Lauren Mark (Ph.D., Communication, Arizona State University, Hugh Downs School) is delighted to join New Paltz as an Assistant Professor of Communication and Culture. She originally hails from Wisconsin, and has previously called Taiwan, Israel, Arizona, and North Carolina home. She has taught and developed coursework at Wake Forest University and Arizona State University, after working in Taiwan and Israel as a cross-cultural community builder, translator, educator, and artist. She explored Asian theories and philosophy to develop a new methodology for her PhD scholarship. She studies, writes, and performs about intercultural communication, acculturation, affect, relationality, and racial representations in the media and lived experiences. 


In 2022 Mark published findings from an experiential activity on cultural intelligence entitled, Mind–body Connections During Intercultural Conversations. The goal was to examine how common ground is generated and extended when someone navigates unfamiliar conversational terrain. With this learning guide, Mark hopes to inspire future learning activities on developing intercultural competence through embodied attunement. Mark’s time at New Paltz is just a continuation of impactive work she has done in this field. Before coming to New Paltz this academic year, Mark taught and conducted research around the world, including in Israel and Taiwan.

Dr. Mark’s academic work is rooted in first-hand cultural experiences. Throughout her time in Taiwan she coordinated multiple organizations that practiced using communication tools for the betterment of society. These organizations hosted intercultural understanding workshops which taught intercultural competency skills that promote understanding and acceptance of individual cultural differences and improved people’s ability to interact and work together more effectively for the benefit of the entire community. She also spent a lot of time exploring Taiwan’s art and society through translation work and navigating life in a different country. Because of this, she got to practice many traditional Taiwanese activities, like meditation. Living here gave Dr. Mark experience in traditional cultural communication by making the phenomenon a part of her daily life. After this expedition, Dr. Mark moved to Israel and continued interpretation work, where she worked in a psychology lab that focused on cross-cultural differences in sensemaking.

Storytelling is the most immediate way people can remember something new in the world.

While she was getting her PhD in Arizona, she found she was able to connect to people across an array of different perspectives, regardless of opposing personal beliefs. She brought the practice of communal storytelling to vulnerable populations, such as homeless shelters, foster homes, and retirement homes. She also created events called “Story Circles” where individuals would gather to tell stories and listen to others. Many times these stories would circle around inclusion and exclusion and what “home” means to different people. Events like this are still running today by being continuously held online. These are the kinds of experiences Dr. Mark is planning to build into her courses here at SUNY New Paltz, as she believes there should always be days where we learn solely from each other.

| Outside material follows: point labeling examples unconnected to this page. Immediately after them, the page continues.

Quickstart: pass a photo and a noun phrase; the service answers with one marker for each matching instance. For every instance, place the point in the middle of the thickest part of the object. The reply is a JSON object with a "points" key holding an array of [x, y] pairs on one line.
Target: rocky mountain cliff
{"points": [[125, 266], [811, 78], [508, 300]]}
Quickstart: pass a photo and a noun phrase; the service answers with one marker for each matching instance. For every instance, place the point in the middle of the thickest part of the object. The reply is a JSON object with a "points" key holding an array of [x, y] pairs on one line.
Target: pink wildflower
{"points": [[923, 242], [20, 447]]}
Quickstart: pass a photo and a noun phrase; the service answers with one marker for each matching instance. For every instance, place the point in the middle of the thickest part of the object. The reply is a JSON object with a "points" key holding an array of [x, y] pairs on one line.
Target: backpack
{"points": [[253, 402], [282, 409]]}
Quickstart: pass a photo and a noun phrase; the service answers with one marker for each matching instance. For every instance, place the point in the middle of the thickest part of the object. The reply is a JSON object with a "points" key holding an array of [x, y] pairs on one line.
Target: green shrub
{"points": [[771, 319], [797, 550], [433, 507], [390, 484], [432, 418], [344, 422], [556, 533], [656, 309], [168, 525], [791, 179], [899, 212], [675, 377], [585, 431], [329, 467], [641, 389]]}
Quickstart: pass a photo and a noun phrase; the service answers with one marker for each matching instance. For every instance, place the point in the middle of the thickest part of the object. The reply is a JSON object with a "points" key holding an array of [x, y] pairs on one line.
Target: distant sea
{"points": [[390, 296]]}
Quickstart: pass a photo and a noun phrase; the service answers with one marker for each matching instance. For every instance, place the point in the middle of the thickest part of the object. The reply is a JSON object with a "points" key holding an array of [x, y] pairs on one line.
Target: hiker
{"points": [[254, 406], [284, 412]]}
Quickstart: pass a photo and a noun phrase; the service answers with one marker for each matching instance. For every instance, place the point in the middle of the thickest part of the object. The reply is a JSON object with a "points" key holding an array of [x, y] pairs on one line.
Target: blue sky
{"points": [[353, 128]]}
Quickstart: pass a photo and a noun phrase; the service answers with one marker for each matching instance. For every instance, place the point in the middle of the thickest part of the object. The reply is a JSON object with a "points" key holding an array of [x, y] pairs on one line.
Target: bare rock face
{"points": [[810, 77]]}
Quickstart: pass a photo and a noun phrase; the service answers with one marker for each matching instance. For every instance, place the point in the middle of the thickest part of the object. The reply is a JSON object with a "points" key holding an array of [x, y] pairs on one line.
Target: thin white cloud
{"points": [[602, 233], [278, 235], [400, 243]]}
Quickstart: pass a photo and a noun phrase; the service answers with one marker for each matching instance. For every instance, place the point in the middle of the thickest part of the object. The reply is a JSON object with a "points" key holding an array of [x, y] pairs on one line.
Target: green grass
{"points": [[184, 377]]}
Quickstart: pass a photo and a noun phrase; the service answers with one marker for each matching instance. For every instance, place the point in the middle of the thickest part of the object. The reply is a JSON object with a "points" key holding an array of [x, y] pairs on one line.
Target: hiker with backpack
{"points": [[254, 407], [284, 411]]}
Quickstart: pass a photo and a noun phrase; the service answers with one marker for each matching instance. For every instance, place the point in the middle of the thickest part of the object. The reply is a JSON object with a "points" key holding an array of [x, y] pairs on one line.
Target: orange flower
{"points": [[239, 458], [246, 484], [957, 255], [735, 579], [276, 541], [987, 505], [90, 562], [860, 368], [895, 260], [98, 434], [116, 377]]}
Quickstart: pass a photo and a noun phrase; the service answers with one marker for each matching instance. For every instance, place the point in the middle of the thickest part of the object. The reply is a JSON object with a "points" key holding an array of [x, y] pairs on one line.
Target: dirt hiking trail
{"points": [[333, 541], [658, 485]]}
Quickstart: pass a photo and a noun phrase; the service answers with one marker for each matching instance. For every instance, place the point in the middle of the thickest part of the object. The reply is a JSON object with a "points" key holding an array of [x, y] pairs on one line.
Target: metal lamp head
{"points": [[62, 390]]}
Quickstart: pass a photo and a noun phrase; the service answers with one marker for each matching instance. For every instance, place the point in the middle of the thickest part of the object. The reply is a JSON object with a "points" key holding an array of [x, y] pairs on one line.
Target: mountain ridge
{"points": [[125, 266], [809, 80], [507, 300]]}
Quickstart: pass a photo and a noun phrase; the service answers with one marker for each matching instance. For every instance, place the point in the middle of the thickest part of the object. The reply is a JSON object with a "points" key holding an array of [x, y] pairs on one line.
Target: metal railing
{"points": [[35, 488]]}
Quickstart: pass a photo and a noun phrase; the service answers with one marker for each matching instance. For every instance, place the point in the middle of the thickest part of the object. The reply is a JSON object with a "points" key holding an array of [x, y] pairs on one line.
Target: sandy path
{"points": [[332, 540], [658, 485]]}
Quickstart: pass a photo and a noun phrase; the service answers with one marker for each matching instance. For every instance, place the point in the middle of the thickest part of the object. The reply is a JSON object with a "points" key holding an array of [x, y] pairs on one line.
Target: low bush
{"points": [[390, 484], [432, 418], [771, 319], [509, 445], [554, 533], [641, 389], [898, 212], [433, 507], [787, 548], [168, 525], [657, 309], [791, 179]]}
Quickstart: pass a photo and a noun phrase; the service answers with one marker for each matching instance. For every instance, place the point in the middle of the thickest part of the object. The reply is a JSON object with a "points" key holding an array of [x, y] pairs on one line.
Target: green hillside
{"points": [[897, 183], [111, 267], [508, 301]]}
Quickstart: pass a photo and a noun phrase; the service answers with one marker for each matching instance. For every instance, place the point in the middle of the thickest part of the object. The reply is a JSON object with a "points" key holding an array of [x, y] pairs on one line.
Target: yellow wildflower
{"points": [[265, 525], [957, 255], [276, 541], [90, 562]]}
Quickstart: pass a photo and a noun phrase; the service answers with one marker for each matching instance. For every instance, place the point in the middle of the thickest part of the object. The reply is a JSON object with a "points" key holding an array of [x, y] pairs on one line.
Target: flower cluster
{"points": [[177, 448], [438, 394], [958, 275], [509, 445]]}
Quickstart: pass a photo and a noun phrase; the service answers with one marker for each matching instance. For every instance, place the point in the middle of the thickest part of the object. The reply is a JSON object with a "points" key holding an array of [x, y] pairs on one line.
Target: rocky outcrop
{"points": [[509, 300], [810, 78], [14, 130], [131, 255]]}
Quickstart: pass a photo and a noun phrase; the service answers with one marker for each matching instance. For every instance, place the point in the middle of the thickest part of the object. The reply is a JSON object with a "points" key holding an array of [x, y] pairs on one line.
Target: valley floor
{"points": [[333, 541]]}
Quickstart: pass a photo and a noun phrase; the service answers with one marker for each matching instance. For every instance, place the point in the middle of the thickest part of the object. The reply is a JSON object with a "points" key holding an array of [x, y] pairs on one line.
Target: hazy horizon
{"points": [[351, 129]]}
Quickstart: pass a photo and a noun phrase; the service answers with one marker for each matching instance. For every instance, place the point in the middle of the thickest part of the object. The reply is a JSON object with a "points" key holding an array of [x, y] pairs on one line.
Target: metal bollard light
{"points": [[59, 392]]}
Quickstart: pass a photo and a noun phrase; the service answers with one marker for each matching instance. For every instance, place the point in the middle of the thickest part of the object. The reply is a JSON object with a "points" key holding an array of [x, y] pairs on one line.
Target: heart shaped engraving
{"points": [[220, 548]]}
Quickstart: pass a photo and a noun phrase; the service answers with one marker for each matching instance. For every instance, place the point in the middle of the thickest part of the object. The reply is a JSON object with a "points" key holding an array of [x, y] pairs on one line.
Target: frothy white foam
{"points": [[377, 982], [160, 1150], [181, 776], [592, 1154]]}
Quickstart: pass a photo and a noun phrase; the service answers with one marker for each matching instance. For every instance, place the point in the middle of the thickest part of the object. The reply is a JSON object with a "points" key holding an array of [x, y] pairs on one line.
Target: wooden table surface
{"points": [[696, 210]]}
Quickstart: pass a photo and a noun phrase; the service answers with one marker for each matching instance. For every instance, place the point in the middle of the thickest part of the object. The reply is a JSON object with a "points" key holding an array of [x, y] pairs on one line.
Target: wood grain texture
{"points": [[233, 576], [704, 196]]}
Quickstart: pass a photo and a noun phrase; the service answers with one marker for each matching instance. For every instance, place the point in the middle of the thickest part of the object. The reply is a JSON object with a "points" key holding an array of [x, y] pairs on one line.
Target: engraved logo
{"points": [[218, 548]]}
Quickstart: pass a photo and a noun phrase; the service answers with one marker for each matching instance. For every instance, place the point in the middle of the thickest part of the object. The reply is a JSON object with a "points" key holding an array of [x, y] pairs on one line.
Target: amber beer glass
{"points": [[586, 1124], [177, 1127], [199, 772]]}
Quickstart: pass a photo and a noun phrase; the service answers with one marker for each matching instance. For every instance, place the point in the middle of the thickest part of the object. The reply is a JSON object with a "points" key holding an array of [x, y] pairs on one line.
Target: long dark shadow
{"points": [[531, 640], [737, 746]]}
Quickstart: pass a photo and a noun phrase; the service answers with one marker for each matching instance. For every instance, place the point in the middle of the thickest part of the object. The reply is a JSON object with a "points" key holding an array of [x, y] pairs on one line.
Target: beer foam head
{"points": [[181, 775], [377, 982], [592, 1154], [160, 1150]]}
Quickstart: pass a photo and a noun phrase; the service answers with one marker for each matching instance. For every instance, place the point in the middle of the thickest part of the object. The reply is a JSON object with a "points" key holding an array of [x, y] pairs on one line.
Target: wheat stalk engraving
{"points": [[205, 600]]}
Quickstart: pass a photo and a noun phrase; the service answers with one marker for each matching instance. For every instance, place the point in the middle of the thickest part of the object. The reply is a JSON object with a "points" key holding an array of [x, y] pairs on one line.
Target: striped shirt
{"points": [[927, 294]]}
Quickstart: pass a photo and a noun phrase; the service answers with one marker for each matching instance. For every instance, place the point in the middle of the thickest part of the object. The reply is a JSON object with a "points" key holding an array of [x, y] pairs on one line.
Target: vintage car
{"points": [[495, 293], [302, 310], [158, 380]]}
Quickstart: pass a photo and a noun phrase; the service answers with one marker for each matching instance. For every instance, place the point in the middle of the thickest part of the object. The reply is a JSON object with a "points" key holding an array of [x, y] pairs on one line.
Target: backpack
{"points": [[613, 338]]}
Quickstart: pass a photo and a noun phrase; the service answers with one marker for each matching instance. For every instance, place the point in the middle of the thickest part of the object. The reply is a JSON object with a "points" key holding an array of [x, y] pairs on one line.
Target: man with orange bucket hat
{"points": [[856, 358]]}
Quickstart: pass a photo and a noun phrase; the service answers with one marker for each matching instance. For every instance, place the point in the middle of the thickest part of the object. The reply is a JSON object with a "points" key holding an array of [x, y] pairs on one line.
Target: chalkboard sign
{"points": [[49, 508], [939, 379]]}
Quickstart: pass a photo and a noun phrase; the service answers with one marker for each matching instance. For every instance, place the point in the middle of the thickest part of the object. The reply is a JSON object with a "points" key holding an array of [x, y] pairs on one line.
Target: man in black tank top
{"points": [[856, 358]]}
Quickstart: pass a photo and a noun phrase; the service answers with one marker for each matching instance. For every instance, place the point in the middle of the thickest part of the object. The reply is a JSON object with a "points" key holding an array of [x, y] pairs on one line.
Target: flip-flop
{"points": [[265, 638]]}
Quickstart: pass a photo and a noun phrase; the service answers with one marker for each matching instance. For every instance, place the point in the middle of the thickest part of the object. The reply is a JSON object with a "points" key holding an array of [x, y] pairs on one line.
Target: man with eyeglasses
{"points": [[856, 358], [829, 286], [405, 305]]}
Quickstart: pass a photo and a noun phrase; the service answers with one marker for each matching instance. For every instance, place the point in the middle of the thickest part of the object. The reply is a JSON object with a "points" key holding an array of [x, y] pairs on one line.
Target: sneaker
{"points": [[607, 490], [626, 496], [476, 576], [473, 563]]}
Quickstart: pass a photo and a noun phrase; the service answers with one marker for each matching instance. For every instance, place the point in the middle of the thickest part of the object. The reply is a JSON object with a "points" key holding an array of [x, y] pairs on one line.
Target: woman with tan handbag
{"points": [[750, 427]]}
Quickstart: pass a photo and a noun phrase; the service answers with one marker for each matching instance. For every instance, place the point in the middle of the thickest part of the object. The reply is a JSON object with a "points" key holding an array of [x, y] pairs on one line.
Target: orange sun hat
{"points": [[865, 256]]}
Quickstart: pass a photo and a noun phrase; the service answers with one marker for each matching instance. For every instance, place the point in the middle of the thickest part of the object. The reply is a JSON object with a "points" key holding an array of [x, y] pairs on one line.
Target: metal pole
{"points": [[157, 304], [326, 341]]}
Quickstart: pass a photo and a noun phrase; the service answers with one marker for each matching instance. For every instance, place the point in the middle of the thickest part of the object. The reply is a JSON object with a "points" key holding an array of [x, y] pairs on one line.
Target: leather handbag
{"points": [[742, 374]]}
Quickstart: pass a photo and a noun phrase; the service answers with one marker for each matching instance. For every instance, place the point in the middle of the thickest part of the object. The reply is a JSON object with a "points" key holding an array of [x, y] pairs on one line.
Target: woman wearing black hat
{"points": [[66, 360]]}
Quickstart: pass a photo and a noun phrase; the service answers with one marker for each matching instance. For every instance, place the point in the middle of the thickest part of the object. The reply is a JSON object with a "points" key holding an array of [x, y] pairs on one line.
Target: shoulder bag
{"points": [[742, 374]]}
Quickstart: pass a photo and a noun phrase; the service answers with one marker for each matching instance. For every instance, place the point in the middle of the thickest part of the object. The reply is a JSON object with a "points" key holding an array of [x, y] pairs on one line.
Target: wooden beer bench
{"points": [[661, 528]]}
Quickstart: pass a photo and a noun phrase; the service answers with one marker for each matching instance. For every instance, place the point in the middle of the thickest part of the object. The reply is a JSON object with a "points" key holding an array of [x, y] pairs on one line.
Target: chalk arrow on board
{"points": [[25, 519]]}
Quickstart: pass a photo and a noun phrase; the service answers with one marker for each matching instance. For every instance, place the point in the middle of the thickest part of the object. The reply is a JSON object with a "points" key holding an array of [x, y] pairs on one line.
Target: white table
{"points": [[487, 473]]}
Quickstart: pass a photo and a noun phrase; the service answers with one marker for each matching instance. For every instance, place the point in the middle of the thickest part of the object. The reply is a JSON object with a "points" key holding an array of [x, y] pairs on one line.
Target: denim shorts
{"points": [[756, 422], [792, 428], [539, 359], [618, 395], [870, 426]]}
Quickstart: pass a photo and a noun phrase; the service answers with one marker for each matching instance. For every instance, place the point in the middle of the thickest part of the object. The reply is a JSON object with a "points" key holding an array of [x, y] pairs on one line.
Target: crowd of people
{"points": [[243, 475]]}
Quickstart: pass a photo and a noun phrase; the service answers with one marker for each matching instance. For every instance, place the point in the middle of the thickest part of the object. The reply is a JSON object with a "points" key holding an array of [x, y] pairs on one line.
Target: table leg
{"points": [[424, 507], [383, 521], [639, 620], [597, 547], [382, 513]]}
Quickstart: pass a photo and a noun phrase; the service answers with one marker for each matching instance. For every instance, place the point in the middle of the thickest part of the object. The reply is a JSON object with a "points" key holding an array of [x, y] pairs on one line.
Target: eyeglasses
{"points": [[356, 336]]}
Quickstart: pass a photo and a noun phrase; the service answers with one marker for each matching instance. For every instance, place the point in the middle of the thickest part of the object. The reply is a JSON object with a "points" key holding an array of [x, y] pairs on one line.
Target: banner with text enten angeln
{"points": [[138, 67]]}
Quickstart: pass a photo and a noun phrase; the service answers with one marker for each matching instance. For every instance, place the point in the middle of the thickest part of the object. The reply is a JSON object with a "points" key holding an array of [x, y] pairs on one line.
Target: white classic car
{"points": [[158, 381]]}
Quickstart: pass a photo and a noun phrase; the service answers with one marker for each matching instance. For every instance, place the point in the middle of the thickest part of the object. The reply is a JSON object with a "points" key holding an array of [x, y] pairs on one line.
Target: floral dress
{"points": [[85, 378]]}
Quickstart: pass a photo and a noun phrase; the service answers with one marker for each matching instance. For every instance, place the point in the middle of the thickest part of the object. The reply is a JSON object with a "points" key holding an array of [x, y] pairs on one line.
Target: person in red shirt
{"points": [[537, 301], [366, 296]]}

Dr. Mark’s origins in performance come specifically from dance. She has a masters degree in dance and has choreographed in the United States as well as Taiwan. She states that performance is a different, more engaging way of putting ideas in conversation with other people. She particularly appreciates the interactivity of performance and how you can present your experience in an intimate way.

Performance is a way of bringing sensibility into the environment, making sense of your identity & cultural background, and understanding our place & power in the world.

While she is still baking ideas for her courses, her plan is to make the classroom an interactive space where students can talk, listen to each other, and most importantly, learn from each other. She plans on drawing lessons from the way that modern real life events have been circling in the news. Focusing on media coverage of modern events will show how different marginalized cultures and populations are treated differently in recent years. Instead of solely focusing on oral narrative, the courses will investigate oral as well as through an array of different media, including more recent online platforms.

Dr. Mark is an animal lover with two Boston terriers, whom she has actually brought to the classroom before for animal wellness days. People should know before taking her courses that her classrooms are always interactive and they will get to know their fellow classmates.